7,000 miles away, impact of Turkey-Syria earthquake reverberates for students


Photo courtesy of Wikimedia Commons

From being forced to leave their homes to not receiving the basic necessities, 26 million people across both Turkey and Syria still need humanitarian aid according to the World Health Organization.

For most Burlingame students, the impact of the earthquake that hit Turkey and Syria on Feb. 6, taking an estimated 47,000 lives, has been reduced to images on social media of pulverized houses, orphaned children and heaps of bodies beneath rubble. While these scenes are shocking and disturbing, they don’t sufficiently capture the feeling of dread hanging over the two countries.

But some, like sophomore Inci Yagmurlu, must face the true terror of the situation. Yagmurlu has friends and extended family who live near the earthquake zone and heard their accounts of the region’s indescribable loss. 

“They’re saying it’s 47,000 [people killed] but it feels like a lot more than that,” Yagmurlu said. “My dad’s friend died, my friend’s friend died — so many people were affected.”

The 7.8 magnitude earthquake not only shook Turkey and Syria but was also felt in neighboring countries, bringing an abundance of sorrow and loss in its wake. 

“People have lost everything,” Yagmurlu said. “Their families, friends, homes — it’s all gone.”

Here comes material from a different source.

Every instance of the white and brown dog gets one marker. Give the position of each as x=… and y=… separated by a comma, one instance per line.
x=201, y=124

According to Aljazeera, the earthquake is estimated to have directly impacted 20 million people in Turkey and 8.8 million people in Syria whether that be because they were killed, injured or had their homes destroyed.

“The situation sounds really, really horrible,” Yagmurlu said. “But it’s so much more terrifying than we realize.”

Along with the immense loss of life, Yagmurlu felt a profound sadness in witnessing cities, once brimming with culture, get destroyed. 

“There were so many castles and beautiful sites that tourists would visit,” Yagmurlu said. “Now almost all of this culture is destroyed.”

Junior Sammy Faham, of Syrian descent, is also particularly devastated by the earthquake. 

“Syria already had to deal with the [Syrian] Civil War and already had to deal with buildings being blown up and everything,”Faham said. “So this earthquake just piles on.”

The earthquake occurred in a region of northwest Syria where rebels are fighting the government’s rule. Faham explained that the government is hesitant to give assistance to that area because they don’t want to bolster the rebels’ cause against the government’s regime.

“There’s always the question of, ‘If this happened somewhere else, would there be more help and support from other states?’” Faham said. 

Although organizations haven’t wasted a moment to provide relief for those affected by the earthquake, the World Health Organization estimates that 26 million people across both Turkey and Syria still need humanitarian aid. We can all take small steps to support their cause, whether it’s giving money or just raising awareness.

“It would be amazing if we all could donate money or send clothes to help these people,” Yagmurlu said. “Even though it happened two weeks ago, it’s never too late to help.”

Burlingame students Kaya Tunca and Arda Inegol, both of Turkish descent, have acted independently to further the cause. They are holding a school-wide fundraiser in collaboration with the nonprofit organization “Empowering the Turkish American Community” in an effort to gather money for the earthquake victims.

“Hopefully we raise a good amount of money to send over food, shelter, water, electricity and all the basic necessities for them to stay afloat,” Tunca said. 

Although they didn’t experience the earthquake themselves, watching their country face such a horrific disaster was devastating, which inspired Tunca and Inegol to take action.

“My home just suffered a big hit,” Tunca said. “And it feels like the right thing to do for me is to step in and try to at least make a small impact.”